Define the CNN Agent.

In [None]:
class CNNAgent:
    def __init__(self, model=None, state_history=None, action_history=None):
        self.done = False
        self.name = "cnn_agent"
        if model is None:
            num_classes = np.max(action_history) + 1
            self.model = create_cnn(input_shape=(state_history.shape[1], state_history.shape[2], 1), num_classes=num_classes)
        else:
            self.model = model

    def get_action(self, state):
        state = np.expand_dims(state, axis=0)
        state = np.expand_dims(state, axis=-1)
        return np.argmax(self.model.predict(state))
        
    def train(self, state_history, action_history):

        print("Training...")
        train_a, test_a, train_b, test_b = train_test_split(state_history, action_history, test_size=0.2, random_state=42)
        train_a = np.expand_dims(train_a, axis=-1)
        test_a = np.expand_dims(test_a, axis=-1)
        train_a = train_a / 255.0
        test_a = test_a / 255.0
        self.model.compile(optimizer='adam', loss='sparse_categorical_crossentropy', metrics=['accuracy'])
        history = self.model.fit(train_a, train_b, epochs=1, validation_data=(test_a, test_b))
        self.model.save("models/cnn_model.h5")
        print("Training complete.")

        #Graph validation and training accuracy as epochs increase
        plt.plot(history.history['accuracy'], label='accuracy')
        plt.plot(history.history['val_accuracy'], label='val_accuracy')
        plt.xlabel('Epoch')
        plt.ylabel('Accuracy')
        plt.legend(loc='lower right')
        plt.show()
        pass


In [None]:
def run_agent(agent):

    env = GrayScaleObservation(gym_super_mario_bros.make("SuperMarioBros-v3"))
    env.reset()

    action_history = []
    state_history = []
    reward_history = []

    action = [0]
    done = False
    while not done:
        state, reward, done, _ = env.step(action)
        action_history.append(action)
        state_history.append(rgb2gray(state))
        reward_history.append(reward)
        action = agent.get_action(state)
        if done:
            print("Done")
            break
        if agent.done:
            print("Agent done")
            done = True
            break

    day_time = datetime.today().strftime("%m%d%y_%H%M%S")
    np.savez(f".\\agent_recordings\\{agent.name}_{day_time}", np.array(state_history), np.array(action_history), np.array(reward_history))
    print("Recording saved")
    env.close()
    cv2.destroyAllWindows()
    print("Windows closed")


In [None]:

rec_state_history, rec_action_history = get_state_action_pairs(2)
rec_action_history = eliminate_unnecessary_action(rec_action_history)
agent = CNNAgent(model=None, state_history=rec_state_history, action_history=rec_action_history)
hyperparameter_tuning(rec_state_history, rec_action_history)
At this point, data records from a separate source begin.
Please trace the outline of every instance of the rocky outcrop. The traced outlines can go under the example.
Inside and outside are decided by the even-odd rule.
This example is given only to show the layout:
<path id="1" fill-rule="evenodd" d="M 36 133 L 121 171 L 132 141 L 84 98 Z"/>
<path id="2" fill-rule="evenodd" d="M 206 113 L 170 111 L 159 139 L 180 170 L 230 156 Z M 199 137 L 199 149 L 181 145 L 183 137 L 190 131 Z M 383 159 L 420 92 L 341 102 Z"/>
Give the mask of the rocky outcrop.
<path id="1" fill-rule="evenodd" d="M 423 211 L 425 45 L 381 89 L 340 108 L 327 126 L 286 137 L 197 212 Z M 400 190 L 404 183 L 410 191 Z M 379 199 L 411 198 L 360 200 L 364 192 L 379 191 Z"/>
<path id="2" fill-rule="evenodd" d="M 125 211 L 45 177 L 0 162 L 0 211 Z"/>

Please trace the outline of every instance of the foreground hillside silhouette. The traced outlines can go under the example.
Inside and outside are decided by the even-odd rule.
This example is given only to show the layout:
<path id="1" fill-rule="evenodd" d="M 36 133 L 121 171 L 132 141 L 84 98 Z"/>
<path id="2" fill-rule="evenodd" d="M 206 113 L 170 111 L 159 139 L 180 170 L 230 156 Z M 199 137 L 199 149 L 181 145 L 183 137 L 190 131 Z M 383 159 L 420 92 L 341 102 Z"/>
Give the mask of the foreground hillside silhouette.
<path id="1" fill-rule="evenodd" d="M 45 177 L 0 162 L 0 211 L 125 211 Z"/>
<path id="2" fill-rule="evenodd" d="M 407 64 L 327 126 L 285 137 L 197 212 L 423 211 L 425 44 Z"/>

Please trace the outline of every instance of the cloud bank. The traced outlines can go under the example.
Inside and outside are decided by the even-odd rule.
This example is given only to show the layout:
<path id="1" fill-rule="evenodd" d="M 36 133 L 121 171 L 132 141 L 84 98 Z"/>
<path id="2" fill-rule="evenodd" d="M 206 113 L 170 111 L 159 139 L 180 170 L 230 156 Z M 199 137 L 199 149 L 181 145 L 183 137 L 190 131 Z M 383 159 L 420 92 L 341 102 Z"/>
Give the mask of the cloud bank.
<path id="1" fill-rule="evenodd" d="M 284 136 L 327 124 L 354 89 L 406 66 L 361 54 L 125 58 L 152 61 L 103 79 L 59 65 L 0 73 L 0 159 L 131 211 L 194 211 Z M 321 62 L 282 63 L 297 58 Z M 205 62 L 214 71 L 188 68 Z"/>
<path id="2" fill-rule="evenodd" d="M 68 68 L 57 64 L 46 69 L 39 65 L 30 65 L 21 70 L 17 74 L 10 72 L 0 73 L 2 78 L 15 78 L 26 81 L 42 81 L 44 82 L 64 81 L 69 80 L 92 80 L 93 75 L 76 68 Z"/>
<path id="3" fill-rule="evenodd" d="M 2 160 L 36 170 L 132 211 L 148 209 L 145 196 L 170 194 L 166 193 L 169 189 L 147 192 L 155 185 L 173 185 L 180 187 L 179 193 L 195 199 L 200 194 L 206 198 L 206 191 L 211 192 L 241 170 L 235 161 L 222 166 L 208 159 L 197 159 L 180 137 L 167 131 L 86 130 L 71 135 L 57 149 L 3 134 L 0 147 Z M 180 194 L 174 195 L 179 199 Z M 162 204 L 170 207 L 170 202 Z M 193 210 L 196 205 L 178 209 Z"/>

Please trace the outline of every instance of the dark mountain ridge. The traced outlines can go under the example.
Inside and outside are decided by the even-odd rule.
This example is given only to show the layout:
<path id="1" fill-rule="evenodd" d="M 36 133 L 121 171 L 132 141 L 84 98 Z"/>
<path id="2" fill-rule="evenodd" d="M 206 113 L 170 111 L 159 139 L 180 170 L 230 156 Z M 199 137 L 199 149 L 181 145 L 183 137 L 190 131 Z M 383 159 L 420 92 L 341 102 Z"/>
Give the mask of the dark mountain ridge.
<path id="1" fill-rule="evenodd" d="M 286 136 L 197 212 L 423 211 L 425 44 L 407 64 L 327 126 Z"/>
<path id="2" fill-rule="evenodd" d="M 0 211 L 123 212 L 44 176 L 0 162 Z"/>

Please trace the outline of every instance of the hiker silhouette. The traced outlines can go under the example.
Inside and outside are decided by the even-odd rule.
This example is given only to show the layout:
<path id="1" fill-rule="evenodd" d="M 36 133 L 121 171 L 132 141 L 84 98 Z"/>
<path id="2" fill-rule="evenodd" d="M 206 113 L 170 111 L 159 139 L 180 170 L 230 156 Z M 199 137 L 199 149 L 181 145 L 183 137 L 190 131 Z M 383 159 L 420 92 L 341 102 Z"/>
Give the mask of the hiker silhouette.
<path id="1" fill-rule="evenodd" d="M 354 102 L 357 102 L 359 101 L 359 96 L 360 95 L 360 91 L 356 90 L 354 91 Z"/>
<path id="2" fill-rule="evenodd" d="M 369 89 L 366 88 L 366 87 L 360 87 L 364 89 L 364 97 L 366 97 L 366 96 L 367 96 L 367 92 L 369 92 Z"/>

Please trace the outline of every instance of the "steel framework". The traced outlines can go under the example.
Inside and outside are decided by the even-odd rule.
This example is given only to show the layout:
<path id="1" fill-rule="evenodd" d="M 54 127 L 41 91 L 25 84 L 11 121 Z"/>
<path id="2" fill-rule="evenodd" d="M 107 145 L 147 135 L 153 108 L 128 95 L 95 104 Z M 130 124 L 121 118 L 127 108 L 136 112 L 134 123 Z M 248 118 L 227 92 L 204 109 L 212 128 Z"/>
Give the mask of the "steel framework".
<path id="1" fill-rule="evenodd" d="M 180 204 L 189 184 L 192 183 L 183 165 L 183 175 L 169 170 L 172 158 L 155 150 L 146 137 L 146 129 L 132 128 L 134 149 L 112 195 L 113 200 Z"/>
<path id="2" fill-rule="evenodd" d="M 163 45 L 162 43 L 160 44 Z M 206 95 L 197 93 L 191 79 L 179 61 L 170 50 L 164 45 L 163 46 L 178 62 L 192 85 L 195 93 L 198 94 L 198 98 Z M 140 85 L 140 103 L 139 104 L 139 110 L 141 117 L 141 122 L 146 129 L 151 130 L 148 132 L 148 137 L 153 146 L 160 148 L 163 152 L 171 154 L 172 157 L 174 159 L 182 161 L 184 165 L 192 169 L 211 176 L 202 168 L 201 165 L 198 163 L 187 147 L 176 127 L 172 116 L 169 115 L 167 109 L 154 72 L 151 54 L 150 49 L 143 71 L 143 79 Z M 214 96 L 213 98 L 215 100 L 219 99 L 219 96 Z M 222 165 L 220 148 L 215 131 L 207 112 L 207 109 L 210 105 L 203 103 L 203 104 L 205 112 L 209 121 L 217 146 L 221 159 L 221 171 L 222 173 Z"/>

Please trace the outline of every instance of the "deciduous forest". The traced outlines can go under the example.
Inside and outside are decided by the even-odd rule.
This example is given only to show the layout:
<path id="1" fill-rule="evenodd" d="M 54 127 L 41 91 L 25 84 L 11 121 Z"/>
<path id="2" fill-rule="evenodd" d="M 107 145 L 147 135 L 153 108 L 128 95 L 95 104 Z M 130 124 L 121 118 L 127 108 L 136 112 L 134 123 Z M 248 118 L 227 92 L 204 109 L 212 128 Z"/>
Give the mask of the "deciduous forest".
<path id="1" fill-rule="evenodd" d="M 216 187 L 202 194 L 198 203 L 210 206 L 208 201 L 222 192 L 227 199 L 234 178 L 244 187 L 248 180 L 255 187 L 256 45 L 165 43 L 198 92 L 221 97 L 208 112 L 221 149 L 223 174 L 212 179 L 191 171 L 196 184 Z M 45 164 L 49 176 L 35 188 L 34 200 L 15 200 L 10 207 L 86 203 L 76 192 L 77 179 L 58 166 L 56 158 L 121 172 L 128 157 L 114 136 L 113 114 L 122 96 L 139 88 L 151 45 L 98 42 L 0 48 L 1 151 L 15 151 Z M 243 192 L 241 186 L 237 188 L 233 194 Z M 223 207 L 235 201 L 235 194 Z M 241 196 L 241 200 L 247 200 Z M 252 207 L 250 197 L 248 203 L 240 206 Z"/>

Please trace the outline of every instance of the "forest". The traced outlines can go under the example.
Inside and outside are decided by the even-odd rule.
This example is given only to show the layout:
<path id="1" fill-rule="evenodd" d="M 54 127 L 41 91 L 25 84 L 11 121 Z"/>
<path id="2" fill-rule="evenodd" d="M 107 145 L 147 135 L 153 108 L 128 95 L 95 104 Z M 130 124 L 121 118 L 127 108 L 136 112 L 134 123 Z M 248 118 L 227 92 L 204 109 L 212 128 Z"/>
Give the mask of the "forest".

# 4. Proximal Policy Optimization using Stable Baselines 3
After finding that most classification approaches failed to yield useful results, we decided to consult the literature for a more appropriate approach. Promimal Policy Optimization (https://arxiv.org/pdf/1707.06347.pdf) is a reinforcement learning approach developed by OpenAI in 2017. Since then it has become a standard approach for reinforcement learning tasks. After doing some research online, we were able to find a utility wrapper for the SuperMarioBros gym environment. This wrapper accesses the RAM of the NES simulator directly, exposing the location of Mario and the scene features directly. This makes it easier for PPO to learn a performant policy more quickly as it doesn't need to learn the mapping from the image space to semanticly meaningful features.



In [1]:
# All necessary imports
from nes_py.wrappers import JoypadSpace
import gym 
import gym_super_mario_bros
from gym_super_mario_bros.actions import SIMPLE_MOVEMENT, RIGHT_ONLY 

from stable_baselines3 import PPO
from stable_baselines3.common.vec_env import DummyVecEnv, VecEnv, SubprocVecEnv
from stable_baselines3.common.evaluation import evaluate_policy
from stable_baselines3.common.monitor import Monitor
from stable_baselines3.common.callbacks import BaseCallback
import os
import time
import matplotlib.pyplot as plt
from datetime import datetime
from gym_utils import SMBRamWrapper
from stable_baselines3.common.evaluation import evaluate_policy
import matplotlib.pyplot as plt

%matplotlib inline

### Defining Callback and Helper Functions
The logging callback class is used to populate the score/time_step lists for later display.  
The linear schedule is derived from the stablebaselines documentation, and is considered a standard approach for PPO.

In [2]:
class EvaluationCallback(BaseCallback):

    def __init__(self, check_freq, env_wrap, starting_steps=0, verbose=1):
        super(EvaluationCallback, self).__init__(verbose)
        self.check_freq = check_freq
        self.starting_steps = starting_steps
        self.evaluations = []

    def _init_callback(self):
        self.env_wrap = self.model.get_env()
        print("Initialized Callback")

    def _on_step(self):
        if self.n_calls % self.check_freq == 0:
            eval = evaluate_policy(self.model, self.env_wrap, n_eval_episodes=1, deterministic=True, render=False, return_episode_rewards=False)
            self.evaluations.append(eval[0])
        return True
    
# Linear learning rate schedule
# https://stable-baselines3.readthedocs.io/en/master/guide/examples.html#learning-rate-schedule
from typing import Callable

def linear_schedule(initial_value: float) -> Callable[[float], float]:
    """
    Linear learning rate schedule.

    :param initial_value: Initial learning rate.
    :return: schedule that computes
      current learning rate depending on remaining progress
    """
    def func(progress_remaining: float) -> float:
        """
        Progress will decrease from 1 (beginning) to 0.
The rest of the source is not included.